In a February 18, 2014 opinion (here), the Court of Appeals held that its earlier ruling in the case “cannot be reconciled” with its own prior case precedent, and therefore the Court vacated its earlier ruling in the K2 Investment Group case. Under the Court’s prior precedent, which as now been revalidated, insurers that have breached the duty to defend are not precluded from relying on other policy exclusions in defending against a suit for indemnification.
The revised ruling in the K2 Investment Group case eliminates a holding that had created confusion in the lower courts and left carriers uncertain how to proceed. A February 18, 2014 memo from Kaufman Dolowich Voluck law firm about the Court of Appeals reversal of its earlier ruling in the K2 Investment Group case can be found here. A February 19, 2014 memo from the Tressler law firm about the case can be found here.
The coverage dispute arises from legal malpractice claims that had been filed against Jeffrey Daniels, who was insured under a professional liability policy issued by American Guaranty & Liability Insurance. The insurer denied that it had a duty to defend Daniels. Daniels defaulted on the underlying claim, resulting in the entry of a default judgment against him. The claimant in the underlying claim then sought to enforce the judgment against the insurer. The insurer asserted that the loss was not covered, relying on two exclusions which it contended precluded coverage. Litigation ensured and the coverage dispute ultimately made its way to the New York Court of Appeals.
As discussed here, in June 2013, the New York Court of Appeals held that having breached its duty to defend, the insurer could not rely on other grounds to contest the duty to indemnify. The Court said that “an insurance company that has disclaimed its duty to defend may litigate only the validity of its disclaimer.” If, the Court said, “the disclaimer is found bad, the insurance company must indemnify the resulting judgment even if policy exclusions would otherwise have negated the duty to indemnify.”
As Joe Monteleone noted on his D&O E&O Monitor Blog (here), the June 2013 decision created confusion in the courts – owing the decision’s apparent conflict with existing New York case law — and left insurers uncertain how to proceed. As discussed in the Kaufman Dolowich memo linked above, the decision also emboldened some policyholders to argue that a breach of the duty to defend stripped an insurer of all rights under the Policy.
Arguing that the June 2013 opinion failed to address existing New York Court of Appeals precedent, the insurer filed a motion for re-argument. Several amici joined the request. The Court agreed to re-hear the case, which was re-argued in January 2014.
In a February 14, 2014 majority opinion written by Judge Robert Smith (who had written the initial opinion in the case in June 2013), the Court held that the earlier opinion in the case “cannot be reconciled” with the Court’s 1985 opinion in the Servidone case, which held that the breach of the duty to defend “does not create coverage” and thus does not prohibit an insurer from relying on applicable policy exclusions. The Court concluded that there was no reason to overrule the Servidone case.

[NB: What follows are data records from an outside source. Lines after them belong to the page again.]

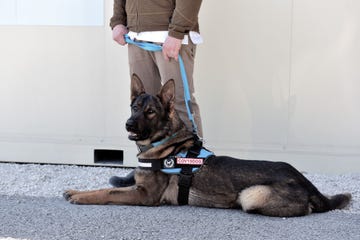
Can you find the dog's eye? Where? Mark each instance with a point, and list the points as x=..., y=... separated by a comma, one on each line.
x=134, y=108
x=150, y=111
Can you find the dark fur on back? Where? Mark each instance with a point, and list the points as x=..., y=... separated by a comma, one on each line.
x=263, y=187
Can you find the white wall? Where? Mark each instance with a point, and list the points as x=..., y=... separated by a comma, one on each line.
x=288, y=82
x=275, y=80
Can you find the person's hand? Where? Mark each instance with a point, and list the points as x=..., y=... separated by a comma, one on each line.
x=118, y=34
x=171, y=48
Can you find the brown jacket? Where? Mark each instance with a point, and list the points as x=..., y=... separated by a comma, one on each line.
x=176, y=16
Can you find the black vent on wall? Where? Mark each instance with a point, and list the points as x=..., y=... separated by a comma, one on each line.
x=106, y=156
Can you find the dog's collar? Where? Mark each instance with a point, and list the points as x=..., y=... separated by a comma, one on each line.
x=144, y=148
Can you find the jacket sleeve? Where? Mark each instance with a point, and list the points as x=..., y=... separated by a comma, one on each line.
x=185, y=17
x=119, y=15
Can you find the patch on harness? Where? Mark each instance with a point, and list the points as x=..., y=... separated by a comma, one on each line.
x=189, y=161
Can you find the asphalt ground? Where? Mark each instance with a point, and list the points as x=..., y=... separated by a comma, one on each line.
x=30, y=211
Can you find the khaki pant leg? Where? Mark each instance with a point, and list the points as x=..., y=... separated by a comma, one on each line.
x=154, y=71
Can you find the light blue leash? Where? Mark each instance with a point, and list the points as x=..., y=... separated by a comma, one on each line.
x=155, y=48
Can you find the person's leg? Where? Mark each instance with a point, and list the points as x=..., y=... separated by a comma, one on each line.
x=141, y=62
x=171, y=70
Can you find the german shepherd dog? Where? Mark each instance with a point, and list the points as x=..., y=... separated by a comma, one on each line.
x=262, y=187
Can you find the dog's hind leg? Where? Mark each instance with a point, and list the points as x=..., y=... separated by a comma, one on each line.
x=274, y=201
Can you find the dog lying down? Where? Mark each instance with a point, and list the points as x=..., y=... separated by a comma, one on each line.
x=262, y=187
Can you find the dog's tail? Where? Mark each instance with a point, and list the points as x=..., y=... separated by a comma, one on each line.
x=321, y=203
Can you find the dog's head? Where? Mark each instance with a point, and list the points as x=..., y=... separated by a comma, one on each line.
x=150, y=115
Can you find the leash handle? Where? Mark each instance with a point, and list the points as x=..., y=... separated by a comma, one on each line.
x=187, y=96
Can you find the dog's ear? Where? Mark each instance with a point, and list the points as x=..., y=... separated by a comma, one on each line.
x=137, y=87
x=167, y=93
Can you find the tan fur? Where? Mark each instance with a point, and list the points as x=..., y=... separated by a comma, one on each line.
x=254, y=197
x=222, y=182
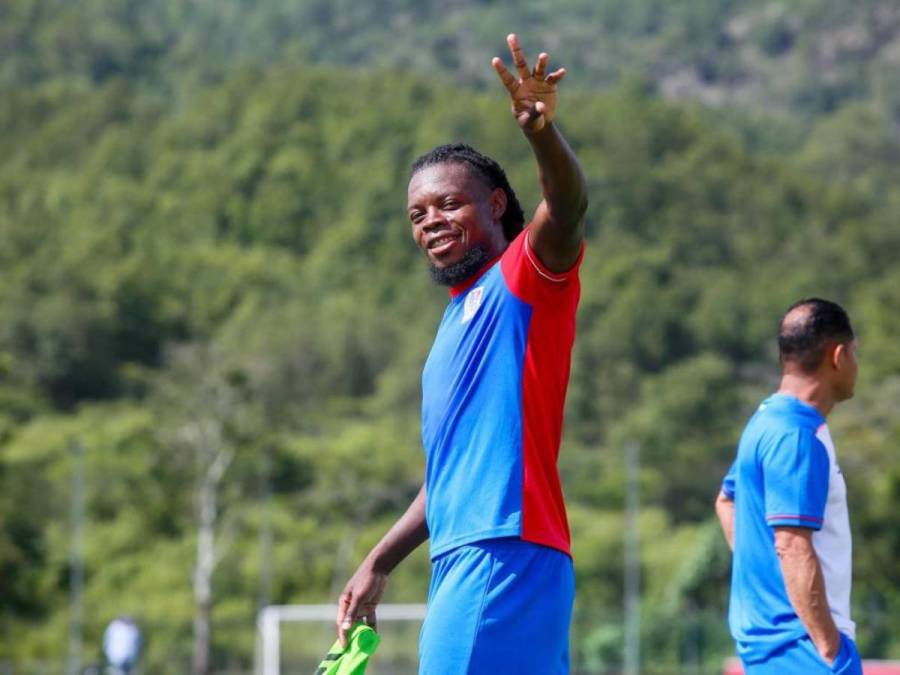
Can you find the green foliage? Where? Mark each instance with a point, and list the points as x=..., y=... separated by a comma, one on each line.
x=193, y=232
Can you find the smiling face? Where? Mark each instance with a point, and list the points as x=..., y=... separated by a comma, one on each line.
x=455, y=214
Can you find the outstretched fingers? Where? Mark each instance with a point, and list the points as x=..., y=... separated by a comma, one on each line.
x=556, y=76
x=518, y=56
x=541, y=66
x=505, y=76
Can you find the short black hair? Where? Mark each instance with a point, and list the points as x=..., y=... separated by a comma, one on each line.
x=488, y=170
x=806, y=329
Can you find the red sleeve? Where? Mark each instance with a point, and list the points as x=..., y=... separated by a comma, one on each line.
x=527, y=277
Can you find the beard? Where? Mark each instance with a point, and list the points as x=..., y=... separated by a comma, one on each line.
x=474, y=259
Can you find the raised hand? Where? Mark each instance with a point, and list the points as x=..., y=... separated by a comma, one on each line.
x=533, y=93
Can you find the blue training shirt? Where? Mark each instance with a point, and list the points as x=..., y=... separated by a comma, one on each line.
x=780, y=478
x=493, y=393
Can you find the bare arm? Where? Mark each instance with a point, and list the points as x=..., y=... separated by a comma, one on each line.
x=806, y=588
x=363, y=592
x=557, y=227
x=725, y=512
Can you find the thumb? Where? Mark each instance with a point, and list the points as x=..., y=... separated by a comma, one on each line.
x=346, y=616
x=533, y=118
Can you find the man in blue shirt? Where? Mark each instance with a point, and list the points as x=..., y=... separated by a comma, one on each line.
x=493, y=395
x=783, y=508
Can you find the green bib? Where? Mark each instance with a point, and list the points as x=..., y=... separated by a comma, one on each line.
x=362, y=641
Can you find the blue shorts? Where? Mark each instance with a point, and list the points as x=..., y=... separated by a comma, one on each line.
x=801, y=656
x=498, y=606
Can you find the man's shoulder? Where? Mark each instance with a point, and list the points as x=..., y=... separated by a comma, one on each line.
x=772, y=428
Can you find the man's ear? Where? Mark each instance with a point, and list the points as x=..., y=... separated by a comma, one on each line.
x=838, y=354
x=498, y=203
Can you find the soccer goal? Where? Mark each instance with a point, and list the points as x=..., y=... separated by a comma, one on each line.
x=291, y=639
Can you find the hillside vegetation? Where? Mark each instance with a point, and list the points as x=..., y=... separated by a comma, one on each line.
x=203, y=252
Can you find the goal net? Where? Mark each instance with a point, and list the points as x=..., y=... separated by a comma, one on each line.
x=292, y=639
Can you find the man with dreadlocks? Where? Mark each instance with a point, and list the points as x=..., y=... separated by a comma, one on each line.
x=493, y=389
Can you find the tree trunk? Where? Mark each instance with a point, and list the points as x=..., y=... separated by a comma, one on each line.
x=203, y=578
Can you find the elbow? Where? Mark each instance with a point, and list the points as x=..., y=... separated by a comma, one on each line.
x=793, y=543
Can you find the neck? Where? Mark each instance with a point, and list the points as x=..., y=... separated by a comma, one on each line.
x=809, y=390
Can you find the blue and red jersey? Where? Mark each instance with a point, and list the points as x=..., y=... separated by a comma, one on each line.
x=493, y=393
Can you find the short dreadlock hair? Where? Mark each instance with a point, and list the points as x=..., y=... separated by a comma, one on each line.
x=513, y=219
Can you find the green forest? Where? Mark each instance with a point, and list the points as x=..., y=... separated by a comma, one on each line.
x=209, y=295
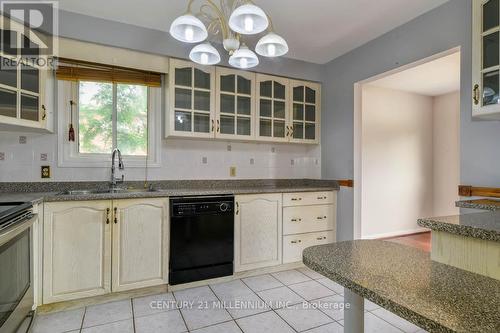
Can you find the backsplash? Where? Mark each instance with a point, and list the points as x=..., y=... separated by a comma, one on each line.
x=180, y=159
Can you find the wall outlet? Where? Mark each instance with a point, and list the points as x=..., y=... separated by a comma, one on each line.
x=45, y=171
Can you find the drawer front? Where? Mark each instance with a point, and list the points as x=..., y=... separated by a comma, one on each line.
x=293, y=245
x=308, y=198
x=301, y=219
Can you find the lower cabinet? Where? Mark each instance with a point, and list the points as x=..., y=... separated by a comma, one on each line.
x=258, y=231
x=86, y=243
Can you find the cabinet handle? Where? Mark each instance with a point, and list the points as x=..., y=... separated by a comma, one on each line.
x=475, y=94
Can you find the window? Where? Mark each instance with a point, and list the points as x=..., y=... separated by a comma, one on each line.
x=112, y=115
x=109, y=115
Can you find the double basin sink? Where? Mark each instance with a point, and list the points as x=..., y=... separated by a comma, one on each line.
x=108, y=191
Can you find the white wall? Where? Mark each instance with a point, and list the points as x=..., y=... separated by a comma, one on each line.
x=180, y=159
x=446, y=134
x=397, y=160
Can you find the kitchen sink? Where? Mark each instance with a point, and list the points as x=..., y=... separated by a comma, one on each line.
x=109, y=190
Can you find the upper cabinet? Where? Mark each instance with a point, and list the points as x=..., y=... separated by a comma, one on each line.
x=272, y=108
x=191, y=100
x=23, y=99
x=486, y=60
x=223, y=103
x=235, y=102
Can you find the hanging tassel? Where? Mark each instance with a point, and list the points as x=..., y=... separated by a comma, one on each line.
x=71, y=132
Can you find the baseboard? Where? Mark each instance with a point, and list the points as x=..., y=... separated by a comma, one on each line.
x=396, y=233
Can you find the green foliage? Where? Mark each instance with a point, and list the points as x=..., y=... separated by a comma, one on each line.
x=96, y=112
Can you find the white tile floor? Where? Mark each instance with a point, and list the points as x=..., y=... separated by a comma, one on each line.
x=290, y=301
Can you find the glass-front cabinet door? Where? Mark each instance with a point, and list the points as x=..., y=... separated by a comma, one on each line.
x=191, y=98
x=22, y=81
x=305, y=113
x=235, y=103
x=272, y=108
x=486, y=60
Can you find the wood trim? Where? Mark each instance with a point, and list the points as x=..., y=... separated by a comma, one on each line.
x=471, y=191
x=346, y=182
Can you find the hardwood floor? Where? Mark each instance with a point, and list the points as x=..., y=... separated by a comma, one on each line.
x=420, y=240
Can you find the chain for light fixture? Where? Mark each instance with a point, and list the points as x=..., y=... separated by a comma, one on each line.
x=232, y=19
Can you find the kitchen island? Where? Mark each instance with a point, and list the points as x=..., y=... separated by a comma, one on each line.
x=405, y=281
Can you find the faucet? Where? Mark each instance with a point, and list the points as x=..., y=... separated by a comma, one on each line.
x=115, y=180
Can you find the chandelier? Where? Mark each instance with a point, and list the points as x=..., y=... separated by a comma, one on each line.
x=232, y=19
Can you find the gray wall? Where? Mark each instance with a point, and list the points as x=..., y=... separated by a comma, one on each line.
x=439, y=30
x=97, y=30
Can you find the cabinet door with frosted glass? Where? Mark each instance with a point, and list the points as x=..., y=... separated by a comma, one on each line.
x=272, y=106
x=191, y=100
x=486, y=65
x=305, y=111
x=235, y=102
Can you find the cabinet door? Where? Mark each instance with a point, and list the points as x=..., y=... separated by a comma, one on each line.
x=258, y=231
x=139, y=243
x=485, y=62
x=191, y=95
x=271, y=108
x=77, y=250
x=304, y=112
x=235, y=104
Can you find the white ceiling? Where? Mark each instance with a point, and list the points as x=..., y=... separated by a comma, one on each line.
x=316, y=30
x=433, y=78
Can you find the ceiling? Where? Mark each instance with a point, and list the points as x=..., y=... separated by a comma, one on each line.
x=316, y=30
x=434, y=78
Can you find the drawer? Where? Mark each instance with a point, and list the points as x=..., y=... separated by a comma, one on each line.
x=293, y=245
x=308, y=198
x=302, y=219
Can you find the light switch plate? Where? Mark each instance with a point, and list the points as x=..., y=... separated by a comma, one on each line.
x=45, y=171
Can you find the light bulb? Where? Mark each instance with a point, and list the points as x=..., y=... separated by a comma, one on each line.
x=204, y=58
x=189, y=33
x=248, y=23
x=271, y=50
x=244, y=62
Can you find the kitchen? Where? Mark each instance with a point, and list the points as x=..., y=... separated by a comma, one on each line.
x=155, y=180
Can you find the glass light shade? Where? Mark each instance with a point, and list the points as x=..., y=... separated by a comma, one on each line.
x=248, y=19
x=243, y=58
x=271, y=45
x=205, y=54
x=189, y=29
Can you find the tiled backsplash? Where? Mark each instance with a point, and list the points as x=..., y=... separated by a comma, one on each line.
x=180, y=159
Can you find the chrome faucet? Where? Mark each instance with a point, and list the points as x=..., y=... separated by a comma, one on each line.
x=115, y=180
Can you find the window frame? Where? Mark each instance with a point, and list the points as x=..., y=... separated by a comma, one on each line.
x=69, y=154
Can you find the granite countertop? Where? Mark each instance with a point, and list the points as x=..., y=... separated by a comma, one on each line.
x=51, y=192
x=477, y=225
x=486, y=204
x=405, y=281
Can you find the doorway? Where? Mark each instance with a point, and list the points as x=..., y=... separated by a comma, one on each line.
x=406, y=146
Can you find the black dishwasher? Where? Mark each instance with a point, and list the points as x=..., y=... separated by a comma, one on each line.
x=201, y=238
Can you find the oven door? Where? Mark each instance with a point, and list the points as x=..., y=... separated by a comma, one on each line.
x=16, y=275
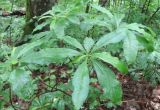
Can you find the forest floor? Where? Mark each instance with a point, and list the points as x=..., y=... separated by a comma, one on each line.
x=137, y=95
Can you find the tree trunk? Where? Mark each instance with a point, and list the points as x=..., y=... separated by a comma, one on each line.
x=35, y=8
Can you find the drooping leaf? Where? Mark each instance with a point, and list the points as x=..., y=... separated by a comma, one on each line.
x=88, y=43
x=50, y=55
x=74, y=19
x=21, y=83
x=102, y=9
x=81, y=85
x=130, y=46
x=72, y=41
x=107, y=80
x=22, y=50
x=106, y=57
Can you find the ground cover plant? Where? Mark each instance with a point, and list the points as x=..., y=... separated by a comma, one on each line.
x=79, y=55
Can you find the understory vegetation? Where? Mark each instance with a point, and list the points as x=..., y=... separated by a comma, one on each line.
x=78, y=54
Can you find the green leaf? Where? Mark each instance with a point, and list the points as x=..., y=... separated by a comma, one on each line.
x=50, y=55
x=74, y=19
x=81, y=85
x=106, y=57
x=22, y=50
x=88, y=43
x=108, y=81
x=21, y=83
x=102, y=9
x=61, y=105
x=40, y=27
x=113, y=37
x=130, y=46
x=72, y=41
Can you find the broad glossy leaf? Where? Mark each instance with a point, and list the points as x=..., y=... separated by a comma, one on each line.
x=88, y=43
x=108, y=81
x=72, y=41
x=106, y=57
x=113, y=37
x=74, y=19
x=81, y=85
x=130, y=46
x=50, y=55
x=21, y=83
x=22, y=50
x=103, y=10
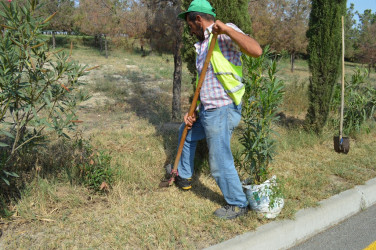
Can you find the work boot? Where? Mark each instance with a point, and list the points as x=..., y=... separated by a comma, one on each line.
x=183, y=183
x=230, y=212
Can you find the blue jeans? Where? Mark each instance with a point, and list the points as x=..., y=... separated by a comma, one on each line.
x=216, y=125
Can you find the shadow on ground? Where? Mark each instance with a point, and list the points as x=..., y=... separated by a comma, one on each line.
x=155, y=107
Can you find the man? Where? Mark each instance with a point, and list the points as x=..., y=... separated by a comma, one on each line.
x=220, y=104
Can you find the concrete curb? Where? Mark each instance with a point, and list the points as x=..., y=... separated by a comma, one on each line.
x=308, y=222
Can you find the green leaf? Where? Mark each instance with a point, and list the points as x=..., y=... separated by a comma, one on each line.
x=7, y=133
x=5, y=180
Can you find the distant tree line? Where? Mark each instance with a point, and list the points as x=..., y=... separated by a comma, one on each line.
x=282, y=24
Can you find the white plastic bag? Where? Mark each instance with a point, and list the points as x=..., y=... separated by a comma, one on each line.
x=258, y=197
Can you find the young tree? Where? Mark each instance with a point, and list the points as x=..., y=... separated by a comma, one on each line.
x=63, y=20
x=282, y=24
x=325, y=51
x=164, y=32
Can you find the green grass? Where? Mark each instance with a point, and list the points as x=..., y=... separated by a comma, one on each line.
x=128, y=117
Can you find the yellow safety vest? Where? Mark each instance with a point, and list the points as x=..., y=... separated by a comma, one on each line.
x=228, y=74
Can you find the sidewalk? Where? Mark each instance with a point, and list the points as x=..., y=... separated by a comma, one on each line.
x=308, y=222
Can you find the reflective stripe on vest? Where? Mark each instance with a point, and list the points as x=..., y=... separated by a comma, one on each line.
x=228, y=74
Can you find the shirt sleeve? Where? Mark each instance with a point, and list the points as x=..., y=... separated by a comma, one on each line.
x=227, y=41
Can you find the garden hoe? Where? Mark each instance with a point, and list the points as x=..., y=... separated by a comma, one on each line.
x=174, y=171
x=342, y=144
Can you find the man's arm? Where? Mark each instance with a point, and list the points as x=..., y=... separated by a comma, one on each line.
x=248, y=45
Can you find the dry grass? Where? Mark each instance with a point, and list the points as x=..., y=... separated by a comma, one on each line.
x=134, y=129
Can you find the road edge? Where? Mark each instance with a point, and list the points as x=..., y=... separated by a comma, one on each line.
x=307, y=223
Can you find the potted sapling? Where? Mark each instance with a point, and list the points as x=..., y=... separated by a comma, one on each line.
x=263, y=95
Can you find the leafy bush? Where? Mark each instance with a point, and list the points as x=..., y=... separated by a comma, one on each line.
x=91, y=168
x=263, y=95
x=37, y=86
x=360, y=102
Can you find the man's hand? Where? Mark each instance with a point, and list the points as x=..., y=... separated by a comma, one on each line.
x=189, y=120
x=220, y=28
x=247, y=45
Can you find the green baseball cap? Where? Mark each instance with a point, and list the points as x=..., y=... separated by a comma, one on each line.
x=202, y=6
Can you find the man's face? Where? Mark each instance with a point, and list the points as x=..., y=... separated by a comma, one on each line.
x=195, y=28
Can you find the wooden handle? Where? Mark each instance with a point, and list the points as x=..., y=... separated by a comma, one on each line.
x=194, y=104
x=343, y=82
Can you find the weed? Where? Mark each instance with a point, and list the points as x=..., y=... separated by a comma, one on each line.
x=91, y=168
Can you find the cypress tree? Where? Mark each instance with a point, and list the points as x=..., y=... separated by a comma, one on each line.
x=324, y=49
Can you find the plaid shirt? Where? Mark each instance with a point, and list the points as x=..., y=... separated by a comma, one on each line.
x=212, y=94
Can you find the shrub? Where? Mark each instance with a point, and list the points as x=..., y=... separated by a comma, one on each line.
x=37, y=86
x=91, y=167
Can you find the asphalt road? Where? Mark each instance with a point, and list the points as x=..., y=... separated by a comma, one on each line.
x=355, y=233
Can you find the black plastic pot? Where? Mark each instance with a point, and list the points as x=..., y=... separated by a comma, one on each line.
x=343, y=147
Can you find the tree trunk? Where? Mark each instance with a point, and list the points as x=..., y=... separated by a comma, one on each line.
x=101, y=42
x=53, y=40
x=176, y=89
x=292, y=59
x=105, y=46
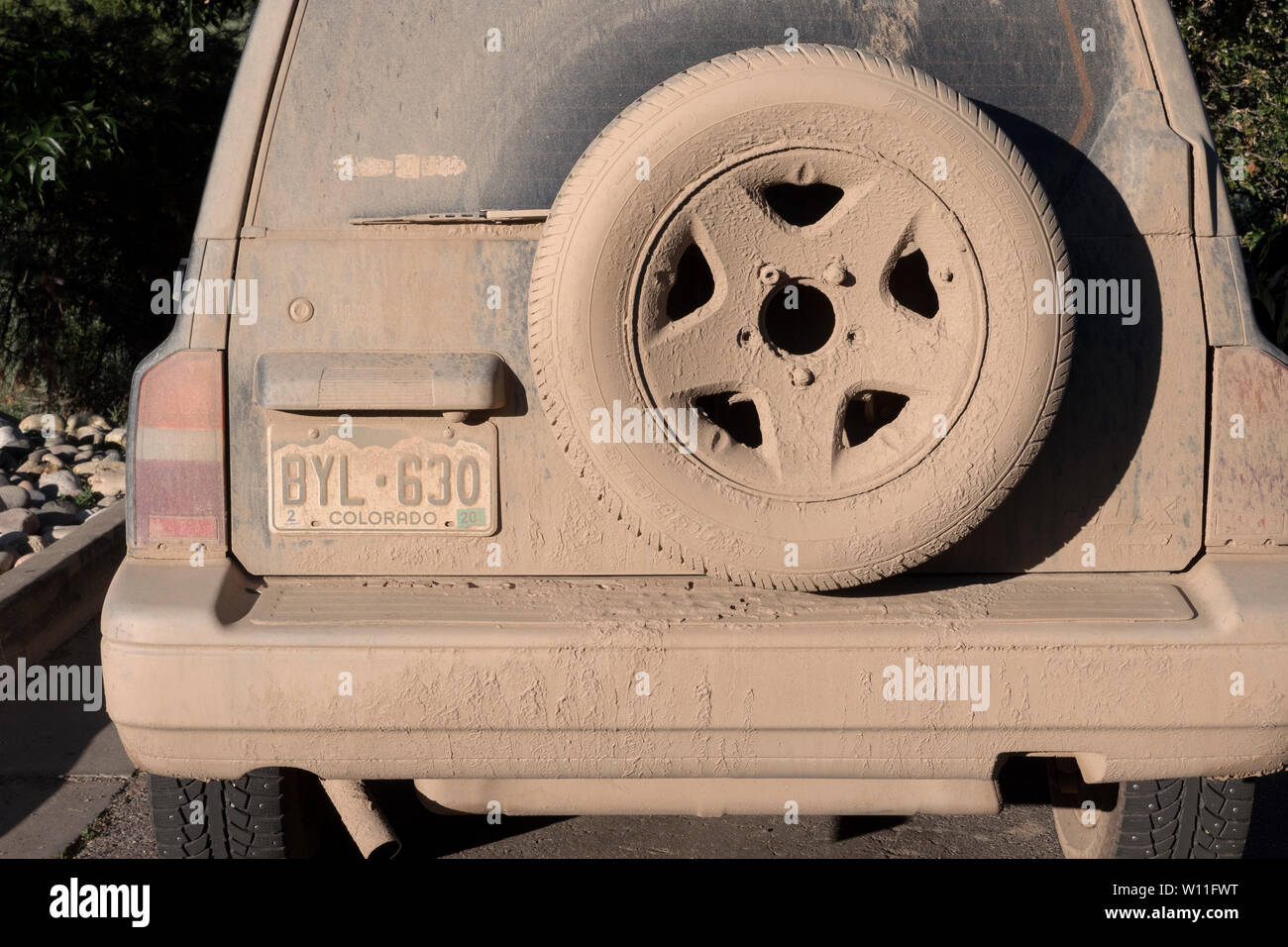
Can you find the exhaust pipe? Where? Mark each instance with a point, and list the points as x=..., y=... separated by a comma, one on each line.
x=365, y=821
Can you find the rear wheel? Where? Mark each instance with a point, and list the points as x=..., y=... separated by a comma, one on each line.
x=1150, y=818
x=259, y=815
x=782, y=317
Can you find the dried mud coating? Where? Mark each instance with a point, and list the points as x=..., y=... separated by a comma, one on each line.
x=828, y=258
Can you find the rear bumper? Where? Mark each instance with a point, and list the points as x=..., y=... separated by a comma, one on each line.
x=210, y=674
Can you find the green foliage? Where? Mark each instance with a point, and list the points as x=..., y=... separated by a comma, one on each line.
x=1239, y=52
x=129, y=114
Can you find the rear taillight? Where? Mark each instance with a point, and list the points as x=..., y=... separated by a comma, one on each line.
x=178, y=495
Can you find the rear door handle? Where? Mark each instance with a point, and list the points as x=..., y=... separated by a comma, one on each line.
x=380, y=380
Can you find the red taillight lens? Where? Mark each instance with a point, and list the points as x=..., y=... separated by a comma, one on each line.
x=178, y=493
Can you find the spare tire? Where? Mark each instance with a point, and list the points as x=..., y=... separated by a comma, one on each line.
x=825, y=262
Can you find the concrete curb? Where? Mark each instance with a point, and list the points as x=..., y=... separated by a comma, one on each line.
x=51, y=596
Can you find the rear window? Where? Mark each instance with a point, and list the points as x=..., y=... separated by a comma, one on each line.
x=410, y=99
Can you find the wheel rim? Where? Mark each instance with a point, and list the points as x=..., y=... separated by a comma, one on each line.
x=823, y=313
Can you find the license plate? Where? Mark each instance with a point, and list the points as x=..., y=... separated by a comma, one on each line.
x=382, y=478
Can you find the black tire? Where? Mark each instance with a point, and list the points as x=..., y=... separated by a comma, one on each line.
x=1153, y=818
x=263, y=814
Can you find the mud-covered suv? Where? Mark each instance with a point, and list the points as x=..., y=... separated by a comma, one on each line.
x=709, y=406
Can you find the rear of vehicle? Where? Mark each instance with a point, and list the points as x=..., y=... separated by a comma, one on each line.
x=359, y=547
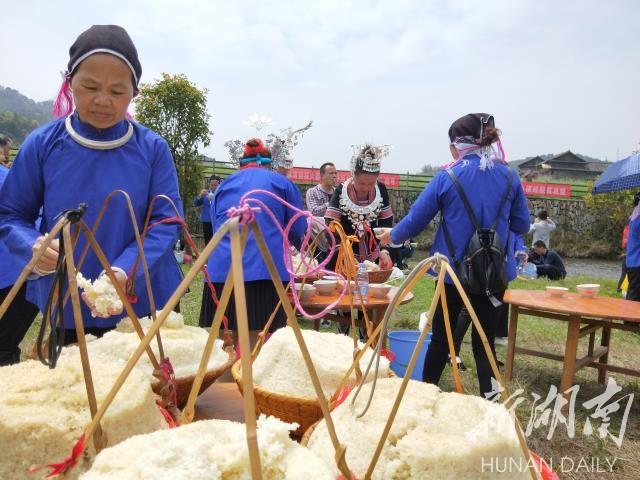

Recognizing principles of stare decisis, he Court said that
When our court decides a question of insurance law, insurers and insureds alike should ordinarily be entitled to assume that the decision will remain unchanged unless or until the legislature decides otherwise. In other words, the rule of stare decisis, while it is not inexorable, is strong enough to govern this case.
The Court’s June 2013 opinion in the K2 Investment Group case had been highly criticized by insurer advocates for breaking from existing precedent. For example, in a June 13, 2013 post on its Insurance Law Blog (here), the Traub Lieberman firm said that the Court of Appeals June 2013 opinion in this case “announced a new rule” and that previously “New York courts at both the state and the federal level consistently rejected the notion that by having breached a duty to defend, an insurer is estopped from relying on coverage defenses for purposes of contesting an indemnity obligation.” The June 2013 decision, the law firm memo says, “departs from this long-established jurisprudence.”
The Court of Appeals February 2014, then, eliminates this apparent departure from the established jurisprudence. As the Tressler law firm put it in the memo linked above, if the Court had not overturned its earliler decision, insurers “would have been stuck with a very unsettled landscape on insurance law in New York.”
While the Court of Appeals decisions eliminates a ruling that insurers had found objectionable, it nevertheless continues to be a good idea for carriers to file a declaratory judgment action when taking the position that they have no duty to defend. The Court of Appeals quoted an earlier case stating that insurers are “well advised” to file a declaratory judgment action in those circumstances, which, the Court noted, “continues to be sound advice.”